I do not mind at all any elbow grease which would be required to make it beautiful since this is my own house and I have no time limit.
My question is … should I put on a coat of boiled linseed oil or shellac before applying the satin polyurethane. I thought this might bring out the beauty of the grain more than the polyurethane.
I would appreciate any comments or helpful insights.
Thanks
Johnny
Edited 9/24/2006 6:02 am ET by Bodarc
Replies
Johnny,
Congratulations for doing this. It must have been quite a job.
At this point, skip the linseed oil. A coat of blonde shellac will seal the surface very well.

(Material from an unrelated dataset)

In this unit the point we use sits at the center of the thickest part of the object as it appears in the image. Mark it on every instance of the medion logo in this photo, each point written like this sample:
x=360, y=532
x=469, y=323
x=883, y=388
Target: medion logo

Zinseer Seal Coat is what you should use. It is de-waxed blonde shellac. A thin coat ( or two) will seal the oil stain and give you a foundation to build your finish on. Give it a very light sanding and dust it off.
I would change one thing though. Use gloss urethane for your first coats. You will have much better clarity this way. For the final coat you can put on the satin if you'd like. However, if it were me, I would use gloss only. After you have a few coats on, let it cure for a week or two. Be sure and brush on thin coats. They will dry and cure quicker than thick coats.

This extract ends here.